New York-based investment bank Goldman Sachs’ consumer banking division, Marcus, is reportedly expanding its operations to include investment-related services in the UK. Marcus is introducing a new stock trading and ISA vehicle, which will be supported by digital wealth manager Nutmeg.
The ISA will be available in 2020, however, neither Marcus nor Nutmeg have disclosed the rates or terms and conditions of the new initiative.
Nutmeg funds offers users an app and website that allows people to select from the company’s various investment portfolios. The investment choices may vary depending on the level of risk that investors might want to take. The wealth management firm also provides its own stocks and shares Isa.

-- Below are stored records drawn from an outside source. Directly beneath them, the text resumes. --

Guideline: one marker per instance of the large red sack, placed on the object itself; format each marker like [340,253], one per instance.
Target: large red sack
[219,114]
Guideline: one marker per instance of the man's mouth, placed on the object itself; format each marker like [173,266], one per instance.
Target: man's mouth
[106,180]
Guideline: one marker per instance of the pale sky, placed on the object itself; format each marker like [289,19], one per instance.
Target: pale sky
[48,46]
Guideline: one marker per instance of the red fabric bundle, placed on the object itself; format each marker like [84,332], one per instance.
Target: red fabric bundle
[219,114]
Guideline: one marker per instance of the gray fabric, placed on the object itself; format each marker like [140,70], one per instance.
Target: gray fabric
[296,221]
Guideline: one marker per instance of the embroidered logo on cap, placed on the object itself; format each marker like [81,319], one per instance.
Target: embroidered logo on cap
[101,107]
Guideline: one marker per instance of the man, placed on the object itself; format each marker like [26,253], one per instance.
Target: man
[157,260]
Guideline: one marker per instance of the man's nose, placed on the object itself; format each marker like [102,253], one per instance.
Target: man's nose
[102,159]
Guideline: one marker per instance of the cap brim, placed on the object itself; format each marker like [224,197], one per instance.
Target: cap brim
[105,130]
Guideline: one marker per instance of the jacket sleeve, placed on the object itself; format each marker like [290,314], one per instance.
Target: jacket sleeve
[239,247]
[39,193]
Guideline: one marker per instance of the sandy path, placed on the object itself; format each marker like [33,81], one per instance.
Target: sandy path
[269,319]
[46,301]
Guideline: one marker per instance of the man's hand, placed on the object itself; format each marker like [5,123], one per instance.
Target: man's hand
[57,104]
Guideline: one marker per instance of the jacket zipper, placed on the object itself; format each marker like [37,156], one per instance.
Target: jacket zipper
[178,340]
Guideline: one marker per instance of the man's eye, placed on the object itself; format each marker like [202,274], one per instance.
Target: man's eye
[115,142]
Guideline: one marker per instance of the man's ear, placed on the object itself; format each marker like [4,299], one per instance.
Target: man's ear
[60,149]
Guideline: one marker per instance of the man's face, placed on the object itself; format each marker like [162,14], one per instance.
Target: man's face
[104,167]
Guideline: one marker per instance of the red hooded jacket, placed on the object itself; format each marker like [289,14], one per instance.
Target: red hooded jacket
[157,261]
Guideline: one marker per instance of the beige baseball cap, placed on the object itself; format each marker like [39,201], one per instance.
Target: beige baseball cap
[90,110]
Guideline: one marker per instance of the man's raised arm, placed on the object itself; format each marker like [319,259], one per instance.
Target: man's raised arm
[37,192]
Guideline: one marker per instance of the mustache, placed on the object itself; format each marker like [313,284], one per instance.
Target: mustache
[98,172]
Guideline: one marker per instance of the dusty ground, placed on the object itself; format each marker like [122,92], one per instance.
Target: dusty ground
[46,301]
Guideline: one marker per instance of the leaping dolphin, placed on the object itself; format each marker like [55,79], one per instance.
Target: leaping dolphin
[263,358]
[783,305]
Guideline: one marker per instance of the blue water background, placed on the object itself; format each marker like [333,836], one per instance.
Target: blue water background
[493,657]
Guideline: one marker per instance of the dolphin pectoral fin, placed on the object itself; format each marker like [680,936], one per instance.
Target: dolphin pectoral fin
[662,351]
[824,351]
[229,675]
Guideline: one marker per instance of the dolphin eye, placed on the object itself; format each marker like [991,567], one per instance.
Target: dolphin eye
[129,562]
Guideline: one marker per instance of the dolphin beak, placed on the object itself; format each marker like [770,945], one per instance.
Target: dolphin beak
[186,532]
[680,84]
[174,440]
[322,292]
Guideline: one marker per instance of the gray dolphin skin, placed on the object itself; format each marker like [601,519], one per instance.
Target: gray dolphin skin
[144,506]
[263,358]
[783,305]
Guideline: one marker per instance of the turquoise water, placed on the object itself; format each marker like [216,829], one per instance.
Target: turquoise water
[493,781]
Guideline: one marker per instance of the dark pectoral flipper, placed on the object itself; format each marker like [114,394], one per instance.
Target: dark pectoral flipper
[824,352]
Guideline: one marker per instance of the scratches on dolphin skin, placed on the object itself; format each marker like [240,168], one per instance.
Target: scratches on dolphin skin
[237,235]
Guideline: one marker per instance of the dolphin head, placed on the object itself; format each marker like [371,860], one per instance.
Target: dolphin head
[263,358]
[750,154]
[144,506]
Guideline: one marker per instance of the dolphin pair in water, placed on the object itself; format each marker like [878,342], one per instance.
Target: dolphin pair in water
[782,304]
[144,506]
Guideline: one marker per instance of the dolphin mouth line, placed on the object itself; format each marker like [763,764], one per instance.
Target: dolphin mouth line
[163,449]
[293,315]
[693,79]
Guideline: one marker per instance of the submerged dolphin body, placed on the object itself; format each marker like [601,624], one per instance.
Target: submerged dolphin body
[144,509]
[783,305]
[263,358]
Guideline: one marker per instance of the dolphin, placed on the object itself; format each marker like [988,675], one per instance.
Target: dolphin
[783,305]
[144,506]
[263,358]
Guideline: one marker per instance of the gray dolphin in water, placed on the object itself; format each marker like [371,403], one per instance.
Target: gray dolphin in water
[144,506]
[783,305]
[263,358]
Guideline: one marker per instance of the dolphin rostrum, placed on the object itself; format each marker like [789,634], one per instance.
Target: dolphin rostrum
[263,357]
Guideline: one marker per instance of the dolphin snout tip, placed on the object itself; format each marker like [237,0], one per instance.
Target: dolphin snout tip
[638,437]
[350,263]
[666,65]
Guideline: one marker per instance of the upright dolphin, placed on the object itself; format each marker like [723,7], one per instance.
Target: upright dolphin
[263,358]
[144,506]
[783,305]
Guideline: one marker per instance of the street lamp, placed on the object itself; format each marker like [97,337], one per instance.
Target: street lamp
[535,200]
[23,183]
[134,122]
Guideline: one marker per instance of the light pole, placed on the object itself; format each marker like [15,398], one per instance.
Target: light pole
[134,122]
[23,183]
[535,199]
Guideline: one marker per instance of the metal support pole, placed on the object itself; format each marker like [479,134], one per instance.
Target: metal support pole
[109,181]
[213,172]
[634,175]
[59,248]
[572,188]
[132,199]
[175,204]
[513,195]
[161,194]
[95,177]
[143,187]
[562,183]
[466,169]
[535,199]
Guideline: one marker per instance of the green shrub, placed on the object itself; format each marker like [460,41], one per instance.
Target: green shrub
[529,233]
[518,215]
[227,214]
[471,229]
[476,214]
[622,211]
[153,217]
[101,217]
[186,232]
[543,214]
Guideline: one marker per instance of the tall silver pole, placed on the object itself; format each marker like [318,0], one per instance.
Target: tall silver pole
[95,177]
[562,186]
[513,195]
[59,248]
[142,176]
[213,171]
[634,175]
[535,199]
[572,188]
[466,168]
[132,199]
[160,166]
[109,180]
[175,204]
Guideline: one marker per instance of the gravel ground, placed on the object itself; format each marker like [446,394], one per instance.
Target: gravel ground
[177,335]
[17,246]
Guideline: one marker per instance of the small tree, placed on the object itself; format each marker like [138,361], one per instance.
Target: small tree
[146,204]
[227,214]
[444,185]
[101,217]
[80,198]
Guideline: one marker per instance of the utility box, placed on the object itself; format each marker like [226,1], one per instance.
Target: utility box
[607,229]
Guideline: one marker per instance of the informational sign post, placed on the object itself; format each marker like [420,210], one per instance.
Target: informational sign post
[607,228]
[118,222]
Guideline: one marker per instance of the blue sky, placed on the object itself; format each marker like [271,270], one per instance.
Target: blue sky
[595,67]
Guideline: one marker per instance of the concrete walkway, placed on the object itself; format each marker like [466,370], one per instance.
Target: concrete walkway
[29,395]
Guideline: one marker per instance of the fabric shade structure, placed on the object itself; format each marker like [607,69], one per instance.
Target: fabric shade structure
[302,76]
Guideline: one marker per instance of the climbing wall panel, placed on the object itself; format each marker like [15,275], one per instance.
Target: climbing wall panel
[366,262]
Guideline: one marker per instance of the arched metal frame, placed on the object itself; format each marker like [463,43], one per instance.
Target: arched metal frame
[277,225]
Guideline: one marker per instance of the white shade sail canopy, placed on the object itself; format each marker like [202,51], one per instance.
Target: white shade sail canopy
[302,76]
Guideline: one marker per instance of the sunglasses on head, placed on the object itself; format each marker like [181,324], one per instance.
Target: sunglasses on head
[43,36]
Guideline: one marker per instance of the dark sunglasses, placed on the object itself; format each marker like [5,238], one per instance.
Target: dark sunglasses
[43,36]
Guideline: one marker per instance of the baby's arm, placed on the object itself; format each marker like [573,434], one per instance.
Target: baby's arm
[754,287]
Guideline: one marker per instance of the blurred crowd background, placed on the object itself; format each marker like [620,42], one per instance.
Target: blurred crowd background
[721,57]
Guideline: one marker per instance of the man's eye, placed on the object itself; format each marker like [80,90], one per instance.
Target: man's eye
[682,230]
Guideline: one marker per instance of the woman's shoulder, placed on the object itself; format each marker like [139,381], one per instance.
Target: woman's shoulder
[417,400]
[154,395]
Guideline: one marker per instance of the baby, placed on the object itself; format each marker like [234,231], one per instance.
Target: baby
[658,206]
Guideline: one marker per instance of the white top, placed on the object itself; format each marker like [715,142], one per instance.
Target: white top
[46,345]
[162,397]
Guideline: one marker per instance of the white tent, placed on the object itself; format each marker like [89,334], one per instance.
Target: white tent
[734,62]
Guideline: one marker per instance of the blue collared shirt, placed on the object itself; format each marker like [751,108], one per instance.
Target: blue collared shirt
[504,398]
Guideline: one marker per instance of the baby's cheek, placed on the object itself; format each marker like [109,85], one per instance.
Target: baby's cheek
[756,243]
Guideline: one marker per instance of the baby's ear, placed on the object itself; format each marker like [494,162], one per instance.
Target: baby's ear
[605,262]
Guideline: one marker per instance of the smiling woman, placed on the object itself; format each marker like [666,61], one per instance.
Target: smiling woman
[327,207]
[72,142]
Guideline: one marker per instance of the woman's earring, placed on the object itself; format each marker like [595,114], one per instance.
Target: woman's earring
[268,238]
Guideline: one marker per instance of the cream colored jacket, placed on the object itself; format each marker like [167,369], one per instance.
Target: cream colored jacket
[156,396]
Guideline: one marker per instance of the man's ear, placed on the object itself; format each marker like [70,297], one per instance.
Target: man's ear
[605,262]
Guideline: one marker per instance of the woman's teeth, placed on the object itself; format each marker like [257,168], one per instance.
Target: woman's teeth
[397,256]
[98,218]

Marcus’ latest product will invest in its own Isas and also the same Nutmeg funds, however, it will be marketed in a different manner. It’s worth noting that the Marcus account might not be as competitively priced as using Nutmeg’s services directly.
Marcus was introduced in the UK in September 2018. The company provides an easy-access savings account.
In October 2019, Marcus began marketing a rebadged version of its easy-access deal. The company also began offering a one-year bond via Saga, a specialized financial services provider for people over 50.
Saga’s easy-access account pays 1.4pc, 0.05 percentage points lower than what investors are able to get by simply going directly to Marcus.
Martin Stead, CEO at Nutmeg, stated:
“Now that Nutmeg’s service is proven at scale, we are working on a number of strategic partnerships with established brands to rapidly bring financial advice backed with a quality investment strategy to many more people.”
Marcus has been named after Marcus Goldman, the founder of Goldman Sachs. In January 2019, the giant Wall Street bank invested £45 million in Nutmeg.
Marcus has reportedly experienced major losses of around $1.3 billion since 2016. The losses may be attributed to increased spending on acquiring startups, greater investments in cloud-based storage systems, and hiring new tech-savvy workers.
The bank has also had to deal with loans going bad at significantly higher rates than its competitors have.